Potassium ion (K+), released by active neurons, may be an important mediator linking increases in cerebral metabolism and blood flow by producing vasodilatation in the cerebral circulation.1 This powerful vasodilator effect of K+ occurs in response to remarkably small changes in brain extracellular K+ concentration, which is normally ≈3.0 mmol/L. Under most physiological conditions, extracellular K+ concentration rarely rises above 4.0 to 5.0 mmol/L.2
Experimental application of up to ≈20 mmol/L K+ dilates cerebral arteries in vivo3,4⇓ and relaxes isolated cerebral arteries.5–8⇓⇓⇓ Functional and electrophysiological findings made in vitro5–9⇓⇓⇓⇓ suggest the main mechanism underlying the cerebral vasorelaxant effect of K+ is activation of inwardly rectifying K+ (KIR) channels on vascular muscle cells, leading to K+ efflux, membrane hyperpolarization, and closure of voltage-operated calcium (Ca2+) channels. However, other mechanisms—such as activation of the sodium-potassium adenosine triphosphatase (Na+,K+-ATPase),6 non–KIR-related K+ channels,10 or NO synthase (NOS)11—have also been suggested to play a role in the cerebral vasodilator response to K+. In normotensive rats, K+-induced dilatation of the basilar artery in vivo is inhibited by barium ion (Ba2+), suggesting an important role for activation of KIR channels.4
Chronic hypertension is a major risk factor for stroke and is characterized by abnormalities of several constrictor and dilator mechanisms in cerebral arteries. There is some evidence that K+-induced cerebral vasodilatation may be impaired during hypertension,12 but no study has examined this possibility in vivo. We therefore tested the hypothesis that cerebral vasodilator responses to physiologically relevant increases in K+ concentration are impaired in vivo during chronic hypertension, and that expression of KIR channels is lower in cerebral arteries from spontaneously hypertensive rats (SHR) versus Wistar Kyoto rats (WKY). Importantly, we used a basal concentration of ≈3 mmol/L K+ (as opposed to 5 to 6 mmol/L K+, which has been commonly used by others7,8⇓ and is equivalent to normal levels of K+ in cerebrospinal fluid).2 Indeed, we found an augmented vasodilator effect and a fundamental difference in the mechanism underlying the vasodilator response to 5 mmol/L K+ in hypertensive animals. These responses to K+ in SHR are KIR channel–independent and appear to be caused by release of NO from neuronal NOS (nNOS)-containing perivascular nerves.

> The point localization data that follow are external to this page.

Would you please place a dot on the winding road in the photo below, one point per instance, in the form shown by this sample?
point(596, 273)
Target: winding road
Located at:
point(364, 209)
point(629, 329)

Experiments were performed in male WKY (7.8±2.5 months-old [mean±SD]; n=41) and SHR (6.7±2.1 month-old, n=57) (Animal Resources Centre, Canning Vale, Western Australia). Weight of WKY was 411±68 g, and SHR was 430±62 g.
In Vivo Protocol
The surgical procedure for preparing and measuring basilar artery diameter in anesthetized rats has been described previously.4 Blood gases were maintained within normal levels (pH, 7.36±0.01; pCO2, 33±1 mm Hg; and pO2, 167±5 mm Hg). Cerebrospinal fluid sampled from the cranial window had the following values: pH, 7.38±0.01; pCO2, 35±1 mm Hg; and pO2, 122±1 mm Hg. In 7 groups of rats, we tested the effect of the following inhibitors on vasodilator responses to K+ and appropriate control dilators: (1) 100 μmol/L Ba2+ in WKY (n=10) and SHR (n=9); (2) 100 μmol/L ouabain in SHR (n=4); (3) a combination of 300 μmol/L 4-aminopyridine (4-AP), 1 μmol/L glibenclamide, and 1 mmol/L tetraethylammonium ion (TEA) in SHR (n=4); (4) 1 μmol/L tetrodotoxin in SHR (n=5); (5) 30 μmol/L Nω-nitro-l-arginine methyl ester (L-NAME) in WKY (n=5) and SHR (n=6); (6) 100 μmol/L 1-(2-trifluromethylphenyl)imidazole (TRIM) in WKY (n=3) and SHR (n=11), and (7) 100 nmol/L ω-conotoxin GVIA in WKY (n=4) and SHR (n=5). In groups 5 through 7, the effect of a second inhibitor treatment was tested: control responses were established followed by treatment of the vessel with L-NAME, TRIM, or ω-conotoxin GVIA, respectively, and responses were re-tested. Ba2+ was then applied to the vessel in combination with the first inhibitor, and responses to vasodilators were again tested. At the completion of experiments, a high-dose mixture of sodium nitroprusside (SNP, 100 μmol/L) and nimodipine (10 μmol/L) was applied to the basilar artery to determine maximum diameter.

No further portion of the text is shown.